The leader who has defined herself as a champion of average families, a creator of jobs, a capable steward of the B.C. economy, and a forward-thinking province-builder did nothing to diminish the NDP's developing narrative that she is in fact aloof, elitist, unaccountable, out of touch and beholden to big money.
And her ministers certainly aren't helping.
Take, for example, Transportation Minister Todd Stone's disastrous attempt to pull off a simple symbolic ground-breaking to mark the preconstruction phase of the controversial 10-lane toll bridge that will replace the Massey Tunnel. Heavy equipment, buckets, shovels, hard hats – what could go wrong?
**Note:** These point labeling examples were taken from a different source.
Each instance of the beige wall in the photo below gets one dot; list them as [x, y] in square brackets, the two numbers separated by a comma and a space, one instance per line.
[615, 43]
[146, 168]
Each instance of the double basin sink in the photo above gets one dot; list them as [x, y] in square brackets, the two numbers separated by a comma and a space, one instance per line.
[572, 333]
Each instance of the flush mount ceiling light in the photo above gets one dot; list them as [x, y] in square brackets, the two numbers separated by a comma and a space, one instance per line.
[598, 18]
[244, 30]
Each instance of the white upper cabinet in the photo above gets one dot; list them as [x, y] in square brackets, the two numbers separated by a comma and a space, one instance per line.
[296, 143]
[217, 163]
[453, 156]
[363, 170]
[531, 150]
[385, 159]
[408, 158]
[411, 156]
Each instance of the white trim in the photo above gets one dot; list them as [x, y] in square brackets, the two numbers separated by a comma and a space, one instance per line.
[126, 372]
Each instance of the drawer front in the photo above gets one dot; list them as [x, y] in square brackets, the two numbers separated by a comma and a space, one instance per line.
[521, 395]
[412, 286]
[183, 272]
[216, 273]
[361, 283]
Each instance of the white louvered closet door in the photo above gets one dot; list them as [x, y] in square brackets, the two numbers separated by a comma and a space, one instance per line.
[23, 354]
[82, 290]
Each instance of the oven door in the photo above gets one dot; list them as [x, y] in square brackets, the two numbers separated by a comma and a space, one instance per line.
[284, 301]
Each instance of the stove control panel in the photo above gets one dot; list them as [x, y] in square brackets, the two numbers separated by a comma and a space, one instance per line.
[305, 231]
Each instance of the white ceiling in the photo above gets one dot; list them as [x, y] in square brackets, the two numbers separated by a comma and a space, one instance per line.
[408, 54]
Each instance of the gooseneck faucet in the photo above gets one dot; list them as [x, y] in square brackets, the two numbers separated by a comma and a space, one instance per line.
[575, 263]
But Mr. Stone arrived late, which allowed the few dozen peaceful protesters to have their way with his podium. They held Todd Stone masks over their faces, brandished a giant novelty cheque (made out to the Port of Vancouver) and eventually forced his announcement to be made in the cramped quarters of a nearby fire hall. According to Richmond city councillor Carol Day, who helped organize the protest, Mr. Stone eventually ducked out – literally – through a partly closed garage door and escaped into a waiting pickup truck.
Members of the TransLink mayors' council – with the exception of Delta Mayor Lois Jackson – are opposed to the bridge. It conflicts with their long-term regional transportation plan.
Mr. Stone's reply before he T.J. Hookered under the door? "Look, I don't report to the mayors of Metro Vancouver."
Then, there was the much more serious issue of a mother's direct plea to the Premier to improve daycare services in the province. The letter was written by Shelley Sheppard, whose 15-month-old son Mac died in an unlicensed home daycare in January.
Ms. Sheppard is Métis and has worked with aboriginal children and youth inside B.C.'s child-care system as a social worker. In the letter, she detailed her family's desperation to find a safe space for her son.
"Mac should be safe and warm with his mommy and daddy right now," she wrote. "Instead, he has been dead for 11 weeks. Instead, I sleep fitfully with his ashes and toys by my bed while I cuddle up to one of the last things he wore which was his red plaid jacket, hoping to catch even the faintest whiff of his sweet smell."
The letter continued:
"As a mother, I know you wanted what was best for your son and as an MLA you converted a room in your office building into a nursery. Your son is the most important thing in your life and he always will be and being near you kept him safe and protected, as any mother would want. What about my son? What about other BC children? Don't our children deserve the best too?"
There was no immediate public reply from the Premier. I turned on the radio to hear the Minister of Children and Family Development, Stephanie Cadieux. She began by offering her condolences, then turned to the well-worn, "We believe in a choice for parents." She continued: "I think we have to recognize that there are lots of parents in this province who don't want to put their children in childcare – who choose to stay home."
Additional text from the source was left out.